Colin Barnett rose from the political ashes to win the WA state election by a landslide, but now he’s facing a leadership spill against him. Perth journalist Tim Oliver asks: how did it all go wrong?
One political observer in Western Australia predicts a leadership spill for premier ”within months, if not weeks”. There seems to be general consensus among the West’s political commentators that Colin Barnett (pictured) won’t make it to the next election.
But how did it come to this? At the March 9 election this year his party garnered an almost 9% swing and an extra seven seats on top of its 2008 result in a “landslide” victory that, in partnership with the Nationals, gave Barnett a two-thirds majority in the lower house.
Achieving the premiership is a dream realised for Barnett. Some may remember his failed canal vision to bring water almost 4000 kilometres from the state’s north to solve Perth’s noughties water crisis — a policy that arguably cost him the 2005 state election. Many, including him, thought his time had come, and he announced his retirement in November 2007. It was only a comedy of errors within his own party ranks — mainly centred on the infamous chair-sniffing scandal of then-leader Troy Buswell — that returned Barnett, first to leadership and then premiership via the similarly ridiculous 2008 state election.
So what has gone so wrong since March to cause such a rapid turnaround in popularity? For one, Barnett has backed down on an astonishing number of election promises and further exacerbated the issue by claiming his voters “[don’t] study the promises”. The state opposition even launched a website in July to keep up with the Premier’s broken promises, which now number 43, according to the site.
Furthermore, two controversial austerity measures were reversed in August after a public backlash, weakening the government’s claims to “sound economic management”. Barnett had only just finished wiping the egg off his face when Standard & Poor’s downgraded the state’s credit rating from AAA- to AA+, citing a “limited political will” to cut spending.
His renewed whinging over the state’s share of the GST did little to quieten critics and prompted federal Treasurer Joe Hockey to point out that he would not be breaking his election promise, “end of story”.
As Western Australian political observer The Good Oil reports, even his own party members are losing faith in him. But this is hardly surprising, considering the number of ministers he has dropped to the backbench or overlooked for promotion in his numerous cabinet reshuffles. Just days ago the website announced it was “easier to keep track of who is not pissed off with the Premier” than the other way around.
But is this simply a problem of poor management and unfortunate conditions, or is Barnett’s heart just not really in it any more?
He’s certainly been in the game for a long time, having held his seat of Cottesloe since August 1990. He’s not new to the party leadership, either; first elected deputy in 1992, he’s been in the upper echelons since. Dr Ian Cook, an expert on WA politics from Murdoch University, says Barnett has lacked energy since the start of his campaign in March and doesn’t “look desperately like he really wants the job”.

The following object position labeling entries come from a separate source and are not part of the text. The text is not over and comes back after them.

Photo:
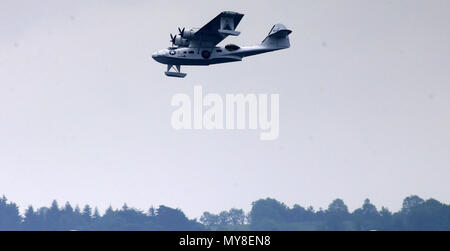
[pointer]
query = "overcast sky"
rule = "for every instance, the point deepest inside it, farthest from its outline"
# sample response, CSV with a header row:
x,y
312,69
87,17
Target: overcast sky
x,y
85,112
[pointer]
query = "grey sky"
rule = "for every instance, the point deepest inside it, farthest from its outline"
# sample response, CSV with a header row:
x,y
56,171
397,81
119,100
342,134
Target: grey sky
x,y
85,112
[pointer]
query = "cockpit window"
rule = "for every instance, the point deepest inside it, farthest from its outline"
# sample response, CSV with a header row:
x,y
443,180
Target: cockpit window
x,y
232,47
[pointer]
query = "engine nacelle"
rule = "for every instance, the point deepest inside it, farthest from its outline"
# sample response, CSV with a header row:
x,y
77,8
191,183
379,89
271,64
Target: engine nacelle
x,y
181,42
188,34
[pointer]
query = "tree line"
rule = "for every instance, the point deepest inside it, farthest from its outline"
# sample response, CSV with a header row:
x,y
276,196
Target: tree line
x,y
265,214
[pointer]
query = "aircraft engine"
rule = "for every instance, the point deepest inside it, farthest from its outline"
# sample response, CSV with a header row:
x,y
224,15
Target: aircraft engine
x,y
181,41
186,34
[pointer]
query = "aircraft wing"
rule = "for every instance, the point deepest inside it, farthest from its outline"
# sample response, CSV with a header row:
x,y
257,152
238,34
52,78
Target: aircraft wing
x,y
217,30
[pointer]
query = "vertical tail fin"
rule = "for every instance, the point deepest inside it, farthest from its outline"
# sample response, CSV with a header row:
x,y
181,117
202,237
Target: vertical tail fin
x,y
278,38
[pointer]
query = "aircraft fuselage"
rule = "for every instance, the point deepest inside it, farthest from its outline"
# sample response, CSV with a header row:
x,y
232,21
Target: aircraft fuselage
x,y
206,56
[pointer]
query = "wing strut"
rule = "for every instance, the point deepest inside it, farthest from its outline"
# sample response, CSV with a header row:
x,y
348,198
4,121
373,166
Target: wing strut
x,y
176,73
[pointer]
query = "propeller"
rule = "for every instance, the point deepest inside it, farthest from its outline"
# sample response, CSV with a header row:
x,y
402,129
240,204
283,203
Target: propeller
x,y
181,31
172,39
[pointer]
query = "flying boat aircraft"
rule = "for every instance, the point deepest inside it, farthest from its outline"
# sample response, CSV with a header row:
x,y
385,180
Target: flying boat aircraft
x,y
199,46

But the biggest problem for the WA Libs is who could replace Barnett, with a distinct lack of appealing candidates.
Late last month The Good Oil was reporting a potential leadership spill in favour of Buswell; he’s certainly the most qualified for the job, but the party must be nervous about his baggage. Aside from the chair-sniffing incident, he’s also had to answer accusations of “bra snapping”, “squirrel cupping” and an affair with former Greens MP Adele Carles. Poll expert (and Crikey’s Poll Bludger) William Bowe agrees ditching Barnett in favour of Buswell would be “insane” and likely result in a heavy defeat in 2017.
Deputy Kim Hames might seem like a more appropriate choice, but he’s also faced scandals this year, resigning the tourism portfolio in July after admitting to wrongly claiming accommodation expenses. That, and his distinct lack of charisma — the state Libs’ equivalent of Warren Truss — is unlikely to win back any voter confidence over the last year’s bungles.
Party figures lament the loss of Christian Porter before the last election because, given Barnett’s captaining of the ship since March, he’d probably be premier already. Instead it looks likely the Liberal Party will have to bring in a fresh face when a change in leadership becomes necessary.
There is word that Police Minister Liza Harvey is being groomed to take over, a point The Good Oil claims is further reinforced by a report that shows the party’s deputy state director, Ben Allan, now resides in Harvey’s office. She’s an obvious strategy given the Liberal Party’s perceived general reluctance to promote women; however, doubts have already been cast about her ministerial calibre, let alone her potential as premier. As Cook says, she’s “plan C — who else do they have?”.
Barnett is maintaining he’ll stand in the 2017 election because, right now, he has to — there’s no one else to take over. The Liberal Party can’t stand to lose him at a time when it can’t seem to do anything right. It might do better to keep a lid on the dissent, at least until it’s over the latest disasters or a serious alternative miraculously appears.